Eu também não acredito mais em Deus, digo, no deus da minha infância. Lembro quando desenhava Sua silhueta em cima de nuvens resplandecentes nas folhas de ofício da sala de alfabetização. 

Junto ao Centro Espírita, as evangelizadoras me falavam o que significava onipresença. Então, eu ficava brincando de imaginar um homem múltiplo, um homem em infinitos lugares. Mas, por mais que eu multiplicasse essa presença ao meu infinito, o universo ainda tinha vazios. Seria por onde entraria o mal?

Na adolescência, conheci a metáfora de Kardec: um fluido que abraçava tudo, sem centro de massa concebível. A múltipla presença do homem que imaginara havia coalescido. Era uma coisa só. Mas como entender onde estaria sua atenção? Inconcebível. Como ele pode me ouvir, ouvir a prece de um plutoniano e as preces que ecoam em todas as galáxias, e mesmo até em outros universos possíveis. 

O que mais feria meu raciocínio sobre Deus, todavia, era menos a sua presença, que sempre senti, do que a sua onipotência aliada incondicional de sua bondade infinita. A gente vai crescendo e entendendo o corpo caquético das crianças na miséria. E, cá entre nós, dá um pouco de vergonha dizer que há uma justiça reencarnatória por trás disso. Porque nunca consegui responder o enigma da possibilidade do mal em um universo criado pelo bem infinito. 

Kardec ainda nos propôs ser um viés de uma visão parcial. O conjunto é bom. O mal: uma ausência de bem. Uma ausência de enxergar o que há de bom por trás, também. Contudo, cada vez mais, parece ser outra coisa. O mal: o bem ausente. O mal, quando o bem se ausenta. 

Deus, Aquele que venho conseguindo entender, me parece, perdoem-me a blasfêmia, um Deus de guerra. Ele forja combatentes do bem. Incita-nos a luta contra o mal.
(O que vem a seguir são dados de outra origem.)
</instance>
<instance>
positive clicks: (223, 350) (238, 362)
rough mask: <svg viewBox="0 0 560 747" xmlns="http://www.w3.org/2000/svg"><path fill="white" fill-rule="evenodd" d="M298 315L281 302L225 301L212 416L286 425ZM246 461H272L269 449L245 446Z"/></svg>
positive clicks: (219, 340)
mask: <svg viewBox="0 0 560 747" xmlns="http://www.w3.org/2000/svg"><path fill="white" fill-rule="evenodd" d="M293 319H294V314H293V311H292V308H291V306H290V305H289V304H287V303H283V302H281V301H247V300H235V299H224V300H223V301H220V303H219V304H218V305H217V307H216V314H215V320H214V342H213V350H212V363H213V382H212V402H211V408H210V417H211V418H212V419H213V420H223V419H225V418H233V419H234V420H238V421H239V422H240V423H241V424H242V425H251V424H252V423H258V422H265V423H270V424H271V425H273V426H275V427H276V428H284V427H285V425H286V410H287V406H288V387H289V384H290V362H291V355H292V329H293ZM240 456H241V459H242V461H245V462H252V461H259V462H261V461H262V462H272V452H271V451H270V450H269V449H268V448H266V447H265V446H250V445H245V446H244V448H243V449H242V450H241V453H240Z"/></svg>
Deseja que experienciemos o amor que há no final da batalha, o amor que há durante a batalha, o amor que imperava antes dela. Um Deus de amor, pois e também. O meu amor pelo estudo da história é esse: entender o que houve que destronou o amor onipresente, o que houve no coração humano que permitiu o surgimento do mal. 

Jesus dizia: "nem sempre foi assim". Dizia depois: "foi pela dureza de seus corações". Uma dureza que mostra a fragilidade maior: os nossos corações.